Many of my entries in this website shall be memoirs of my nature-blessed boyhood. But they shall be so written to at least be of help to readers, historians and researchers interested in how life was in that part of Planet Earth ...when deer, hornbills, monkeys and other wildlife were still aplenty ...when lowlanders still avoided going to the hills in summer when the bagbag (Erythrina) tree put forth its fiery blossom signaling the Ilongot braves' head-hunting season ...when native carp and mudfish literally jumped in the then rarely murky nor drying river ...and when it was still normal for barrio kids to have slingshots, bolos, bamboo stilts, and sardine cans for toys; turtles, martins, monkeys, and May beetles for playmates; and the grasshopper-rich hills, dragonfly-abounding streams, cicada-adorn groves, and sun-bathed ricefields for playground.

My second reason for pasting the photo here is to also remind me to look at the days ahead and not merely recollect the bygone days. In other words, to do something positive rather than cry over spilled milk.

Long before I bought this land in 1994, the hills above it and certainly all the other hills across the river and vicinity used to be jungle. The river that serves as its eastern border also used to be merry and full of clear and fish-friendly water from the timber-rich mountains of Carolotan upstream. Today the hills are a paradise of cogon grass that go tinder-dry and prone to wildfire during the sweltering months of March to May, the same time of the year when the river and the mountain springs that feed it run dry.

Efforts have been made by the still few farmers in the area to "reforest" the hills to mango, citrus, and gmelina. In 2005 when I went there to supervise the scraping of the gravel and rocks (some the size of a carabao) that buried a huge part of my ricefield, I also learned that a barangay ordinance was in force prohibiting the use of electronic fisher to catch goby, catfish, mudfish, tilapia, shrimps, crabs and whatever else could be caught in the river for food.

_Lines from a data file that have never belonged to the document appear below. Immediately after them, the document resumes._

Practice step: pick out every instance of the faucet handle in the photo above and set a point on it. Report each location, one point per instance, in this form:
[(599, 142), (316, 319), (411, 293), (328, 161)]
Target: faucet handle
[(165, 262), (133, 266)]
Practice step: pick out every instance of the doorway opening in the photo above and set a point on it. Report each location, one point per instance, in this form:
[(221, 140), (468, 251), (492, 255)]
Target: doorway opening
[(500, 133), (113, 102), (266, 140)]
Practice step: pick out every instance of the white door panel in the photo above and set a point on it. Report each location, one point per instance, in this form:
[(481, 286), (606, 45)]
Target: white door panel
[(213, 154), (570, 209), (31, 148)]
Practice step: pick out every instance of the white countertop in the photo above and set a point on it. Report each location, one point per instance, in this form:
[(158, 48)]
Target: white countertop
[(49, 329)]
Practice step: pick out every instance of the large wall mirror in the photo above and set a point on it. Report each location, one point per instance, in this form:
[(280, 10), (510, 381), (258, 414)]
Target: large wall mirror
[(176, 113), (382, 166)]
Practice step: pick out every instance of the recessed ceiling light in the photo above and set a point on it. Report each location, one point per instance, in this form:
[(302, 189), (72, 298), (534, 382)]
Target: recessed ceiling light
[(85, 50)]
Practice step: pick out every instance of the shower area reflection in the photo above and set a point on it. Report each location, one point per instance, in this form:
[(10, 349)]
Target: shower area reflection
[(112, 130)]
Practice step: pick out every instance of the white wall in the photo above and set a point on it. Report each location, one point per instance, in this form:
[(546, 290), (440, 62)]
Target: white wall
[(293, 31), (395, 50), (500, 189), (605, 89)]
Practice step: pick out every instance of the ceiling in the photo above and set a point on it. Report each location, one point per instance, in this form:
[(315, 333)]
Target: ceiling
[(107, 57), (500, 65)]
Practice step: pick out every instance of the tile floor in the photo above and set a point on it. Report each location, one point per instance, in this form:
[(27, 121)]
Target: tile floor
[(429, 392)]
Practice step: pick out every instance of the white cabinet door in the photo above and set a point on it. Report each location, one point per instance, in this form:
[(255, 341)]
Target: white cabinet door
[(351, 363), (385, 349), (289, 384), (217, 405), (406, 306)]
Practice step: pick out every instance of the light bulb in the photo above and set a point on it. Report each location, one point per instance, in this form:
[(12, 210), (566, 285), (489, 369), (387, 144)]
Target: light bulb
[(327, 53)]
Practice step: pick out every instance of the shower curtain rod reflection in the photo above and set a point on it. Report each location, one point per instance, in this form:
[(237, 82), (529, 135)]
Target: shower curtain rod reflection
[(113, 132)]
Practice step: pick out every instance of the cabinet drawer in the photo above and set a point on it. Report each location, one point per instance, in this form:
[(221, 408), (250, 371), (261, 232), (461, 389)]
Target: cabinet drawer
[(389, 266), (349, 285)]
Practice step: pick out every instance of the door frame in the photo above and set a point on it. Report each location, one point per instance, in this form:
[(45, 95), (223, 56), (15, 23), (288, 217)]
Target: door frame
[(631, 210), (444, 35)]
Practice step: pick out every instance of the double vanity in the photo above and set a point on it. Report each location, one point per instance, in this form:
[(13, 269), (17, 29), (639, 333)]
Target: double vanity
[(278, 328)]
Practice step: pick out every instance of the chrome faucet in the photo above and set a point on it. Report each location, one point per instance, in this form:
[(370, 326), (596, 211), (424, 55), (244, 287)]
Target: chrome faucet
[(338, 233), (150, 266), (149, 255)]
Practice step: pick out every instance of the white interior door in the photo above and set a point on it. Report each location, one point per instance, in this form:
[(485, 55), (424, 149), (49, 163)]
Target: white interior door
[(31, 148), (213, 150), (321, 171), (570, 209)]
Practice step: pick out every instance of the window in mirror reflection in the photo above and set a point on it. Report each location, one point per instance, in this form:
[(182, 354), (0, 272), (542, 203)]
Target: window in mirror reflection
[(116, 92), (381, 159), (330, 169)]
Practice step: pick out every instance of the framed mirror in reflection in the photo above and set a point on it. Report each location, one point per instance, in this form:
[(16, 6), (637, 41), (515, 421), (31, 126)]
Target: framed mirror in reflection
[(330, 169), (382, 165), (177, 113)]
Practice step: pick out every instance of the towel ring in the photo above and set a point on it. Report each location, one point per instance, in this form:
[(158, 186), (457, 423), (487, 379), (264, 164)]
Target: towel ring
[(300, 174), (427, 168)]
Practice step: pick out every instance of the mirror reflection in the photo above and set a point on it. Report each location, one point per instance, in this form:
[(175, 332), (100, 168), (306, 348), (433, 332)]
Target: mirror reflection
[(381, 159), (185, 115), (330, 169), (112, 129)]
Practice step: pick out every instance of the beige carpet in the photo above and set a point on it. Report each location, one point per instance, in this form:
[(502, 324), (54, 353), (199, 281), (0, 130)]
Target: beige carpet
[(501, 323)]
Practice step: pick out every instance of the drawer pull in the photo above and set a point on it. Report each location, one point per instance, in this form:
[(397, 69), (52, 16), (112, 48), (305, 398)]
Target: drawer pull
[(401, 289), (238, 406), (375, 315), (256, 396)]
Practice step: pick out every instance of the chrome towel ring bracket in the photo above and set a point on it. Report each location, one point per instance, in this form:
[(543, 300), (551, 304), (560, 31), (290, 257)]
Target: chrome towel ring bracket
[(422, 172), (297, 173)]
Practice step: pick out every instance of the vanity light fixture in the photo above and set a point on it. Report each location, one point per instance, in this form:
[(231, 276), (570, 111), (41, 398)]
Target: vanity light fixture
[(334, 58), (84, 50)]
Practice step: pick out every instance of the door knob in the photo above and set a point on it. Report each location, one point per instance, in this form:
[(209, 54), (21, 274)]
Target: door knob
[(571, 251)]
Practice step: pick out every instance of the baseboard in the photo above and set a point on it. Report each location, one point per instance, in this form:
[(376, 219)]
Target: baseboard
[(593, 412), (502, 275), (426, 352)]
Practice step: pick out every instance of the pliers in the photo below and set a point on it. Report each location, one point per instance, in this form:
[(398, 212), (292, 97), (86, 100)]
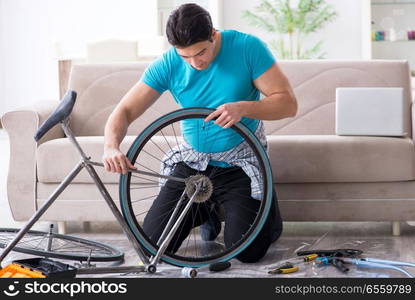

Positive local initiatives at conservation, we might say. But I shall go out on a limb and put all that I learned from my years of "strolling" in academe and in projects run/funded by the United Nations, the Ford Foundation, the World Bank, the ADB, etc. to transform the three-hectare patch into a real-life "farm ville" complete with free-ranging chicken, tethered goats, penned ducks, organic vegetable plots, a "bahay-kubo" (plus a tree version of the crops listed in the song), a series of upland fishponds, and indigenous Philippine forest-trees and fruit-trees all around.

My dream is to walk and work my talk and creative juices as a forester, environmentalist, extension worker, and nature lover and use this patch of land between the barren hills and the drying river as my live canvas as well as community learning site for agroforestry, biodiversity, soil and water conservation, organic farming, and climate-change mitigation and adaptation.

It will not be easy but I shall try, brick by brick, to lay the foundations for this vision -- enough to warrant a blog entry each for the twists and turns that I shall encounter as I stroll towards the fulfillment of that dream.